The company received final approval from the U.S. Food and Drug Administration (FDA) for Bryhali Lotion on Nov. 6, 2018. The Lotion, which is indicated for the topical treatment of plaque psoriasis in adult patients, is a new potent to superpotent corticosteroid in a novel vehicle lotion with safety established for dosing up to eight weeks.
“We are proud of our efforts to make Bryhali Lotion available as quickly as possible following final approval by the FDA,” says Bill Humphries, president, Ortho Dermatologics, in a news release. “In doing so, our customers and their patients now have a new topical treatment option that provides the efficacy of a high-potency steroid with tolerability and longer duration of use. We look forward to engaging physicians in their offices later this month to discuss Bryhali Lotion and its unique attributes to help meet the needs of their patients.”

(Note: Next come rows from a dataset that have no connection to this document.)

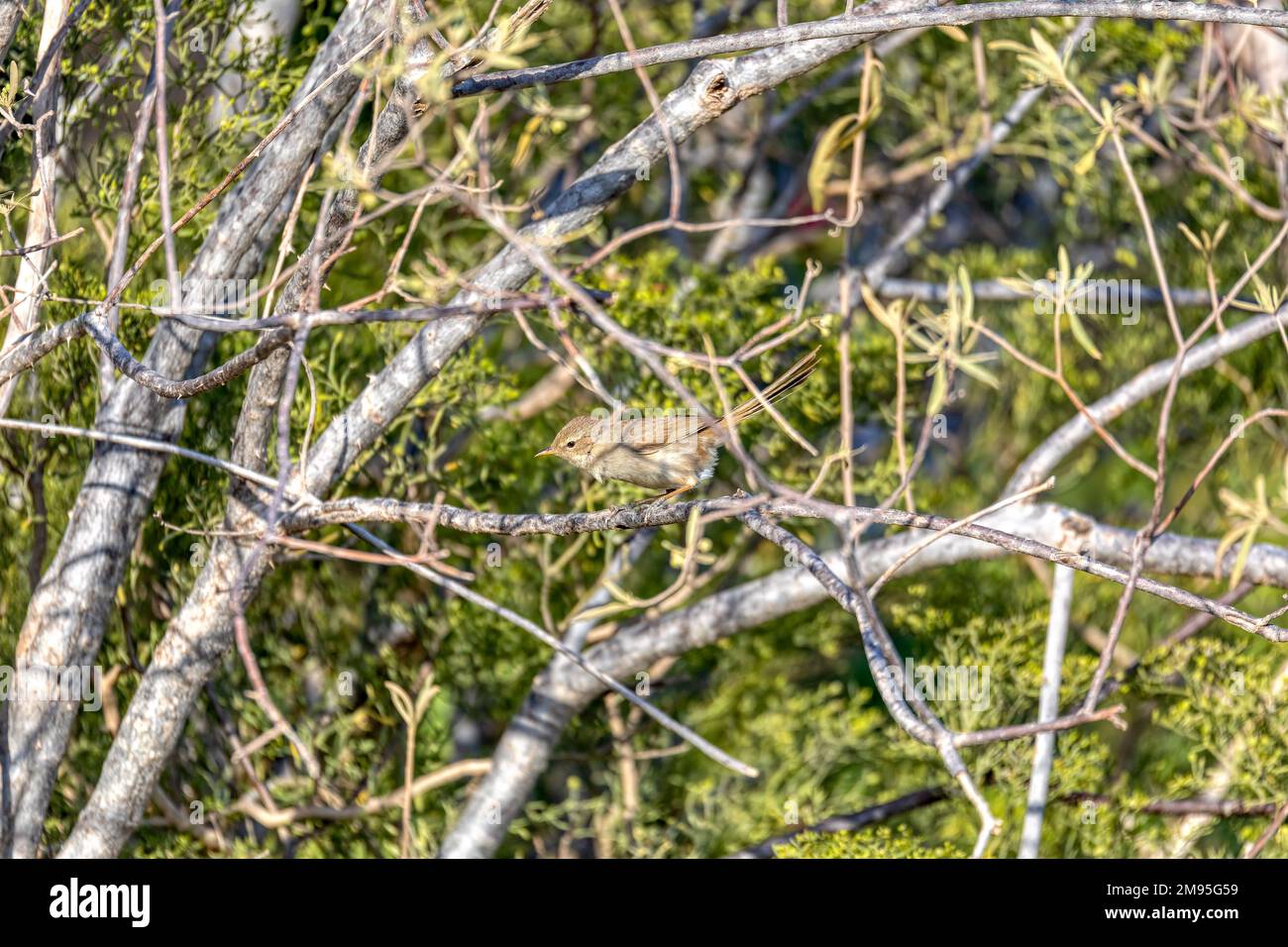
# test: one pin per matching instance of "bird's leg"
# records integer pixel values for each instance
(670, 493)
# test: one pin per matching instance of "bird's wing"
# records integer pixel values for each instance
(651, 434)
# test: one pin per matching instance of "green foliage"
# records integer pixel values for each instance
(795, 696)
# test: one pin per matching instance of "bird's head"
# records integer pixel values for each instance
(576, 442)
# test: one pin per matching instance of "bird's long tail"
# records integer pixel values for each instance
(786, 382)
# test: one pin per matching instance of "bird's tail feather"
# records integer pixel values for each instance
(786, 382)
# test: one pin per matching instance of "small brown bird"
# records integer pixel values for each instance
(670, 451)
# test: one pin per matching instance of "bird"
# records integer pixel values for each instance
(673, 453)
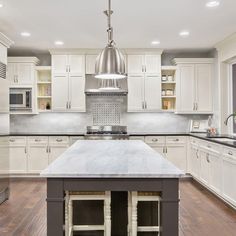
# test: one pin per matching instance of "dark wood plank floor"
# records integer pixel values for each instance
(201, 213)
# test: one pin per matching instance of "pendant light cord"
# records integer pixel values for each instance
(108, 13)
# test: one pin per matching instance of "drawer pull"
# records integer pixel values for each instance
(59, 140)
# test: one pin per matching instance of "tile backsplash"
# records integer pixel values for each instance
(77, 122)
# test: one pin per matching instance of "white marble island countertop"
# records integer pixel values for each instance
(111, 159)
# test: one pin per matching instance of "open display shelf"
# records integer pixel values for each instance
(44, 89)
(168, 88)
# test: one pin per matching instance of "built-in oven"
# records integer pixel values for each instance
(20, 99)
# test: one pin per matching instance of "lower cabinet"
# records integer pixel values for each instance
(172, 148)
(229, 175)
(30, 155)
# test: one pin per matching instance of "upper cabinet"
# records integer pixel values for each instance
(144, 83)
(68, 82)
(149, 64)
(194, 85)
(21, 71)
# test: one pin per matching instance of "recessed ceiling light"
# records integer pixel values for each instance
(213, 3)
(184, 33)
(155, 42)
(25, 34)
(59, 43)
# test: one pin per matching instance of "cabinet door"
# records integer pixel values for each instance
(60, 93)
(18, 159)
(25, 73)
(229, 176)
(76, 93)
(185, 88)
(55, 152)
(136, 93)
(153, 64)
(4, 93)
(59, 65)
(37, 158)
(76, 65)
(215, 172)
(204, 168)
(194, 162)
(11, 73)
(177, 155)
(135, 64)
(152, 93)
(203, 76)
(90, 64)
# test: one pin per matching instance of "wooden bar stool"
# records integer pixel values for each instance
(87, 196)
(133, 199)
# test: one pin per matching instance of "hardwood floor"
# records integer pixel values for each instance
(201, 213)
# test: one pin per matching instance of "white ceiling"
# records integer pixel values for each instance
(81, 23)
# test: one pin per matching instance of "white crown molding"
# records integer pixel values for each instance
(33, 60)
(71, 51)
(5, 40)
(177, 61)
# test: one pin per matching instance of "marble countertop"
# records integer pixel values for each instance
(111, 159)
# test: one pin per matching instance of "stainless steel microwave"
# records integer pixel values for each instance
(20, 99)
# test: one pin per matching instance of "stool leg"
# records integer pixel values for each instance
(107, 214)
(70, 218)
(134, 213)
(66, 214)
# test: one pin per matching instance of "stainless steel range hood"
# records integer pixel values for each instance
(93, 85)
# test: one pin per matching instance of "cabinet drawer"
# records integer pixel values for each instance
(155, 140)
(58, 140)
(209, 146)
(38, 140)
(230, 152)
(17, 140)
(175, 140)
(136, 138)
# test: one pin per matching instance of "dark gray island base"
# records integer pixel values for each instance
(140, 185)
(167, 187)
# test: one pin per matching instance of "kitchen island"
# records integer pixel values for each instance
(118, 166)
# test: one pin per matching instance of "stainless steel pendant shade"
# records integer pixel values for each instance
(110, 63)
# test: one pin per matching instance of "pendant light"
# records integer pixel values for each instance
(110, 63)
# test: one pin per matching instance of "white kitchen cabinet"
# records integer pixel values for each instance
(90, 64)
(144, 83)
(21, 71)
(172, 148)
(60, 90)
(229, 175)
(37, 154)
(194, 161)
(136, 93)
(194, 85)
(56, 146)
(76, 93)
(68, 83)
(18, 155)
(149, 64)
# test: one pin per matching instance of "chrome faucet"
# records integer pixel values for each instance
(227, 119)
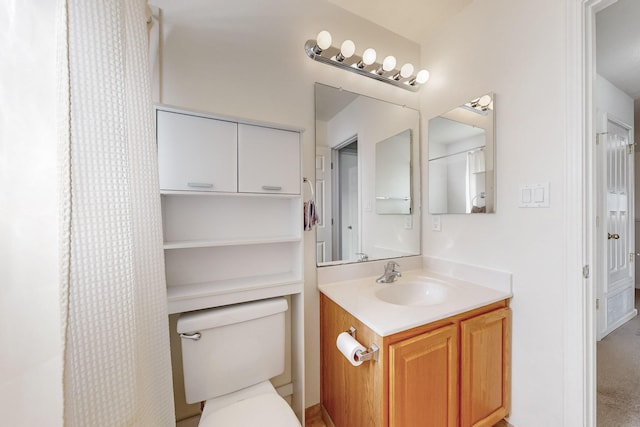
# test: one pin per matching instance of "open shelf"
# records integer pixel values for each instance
(226, 194)
(198, 296)
(185, 244)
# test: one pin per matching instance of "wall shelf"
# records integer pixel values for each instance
(197, 296)
(186, 244)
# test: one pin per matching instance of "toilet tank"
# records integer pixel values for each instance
(239, 346)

Bryhali Lotion had initially received a tentative approval from the FDA due to the pending expiration of exclusivity for a related product. The FDA approval of Bryhali Lotion was based on data from two prospective, multicenter, randomized, double-blind clinical trials. In clinical trials, Bryhali Lotion was applied once daily for eight weeks and shown to be generally well-tolerated with no increase in epidermal atrophy. In Study 1 and Study 2, 37 percent and 38 percent of patients, respectively, treated with Bryhali Lotion achieved treatment success (at least a two-grade improvement from baseline in Investigator’s Global Assessment (IGA) and an IGA score equating to “clear” or “almost clear”) at eight weeks, compared to eight percent and 12 percent of patients treated with vehicle. Data from both trials showed that Bryhali Lotion demonstrated significant treatment success over vehicle as early as week two (Study 1) and week four (Study 2), which continued through 12 weeks (four weeks post treatment). The most common adverse reactions, occurring in ≥1 percent of subjects treated with Bryhali Lotion through week eight, were upper respiratory tract infection (2 percent), application site dermatitis (1 percent) and hyperglycemia (1 percent).
“Bryhali Lotion will help address an unmet need for many plaque psoriasis patients,” says Lawrence J. Green, MD, a lead investigator on the Bryhali Lotion Phase 3 studies and associate clinical professor of Dermatology at George Washington University School of Medicine in Washington, D.C. “Topical steroids are the most frequently used treatment for psoriasis, but come with an increased risk of adverse events and a duration of use limited to two to four weeks. With Bryhali Lotion, I’m excited to offer my patients a topical steroid option that can be used for up to eight weeks without sacrificing tolerability, and with proven efficacy.”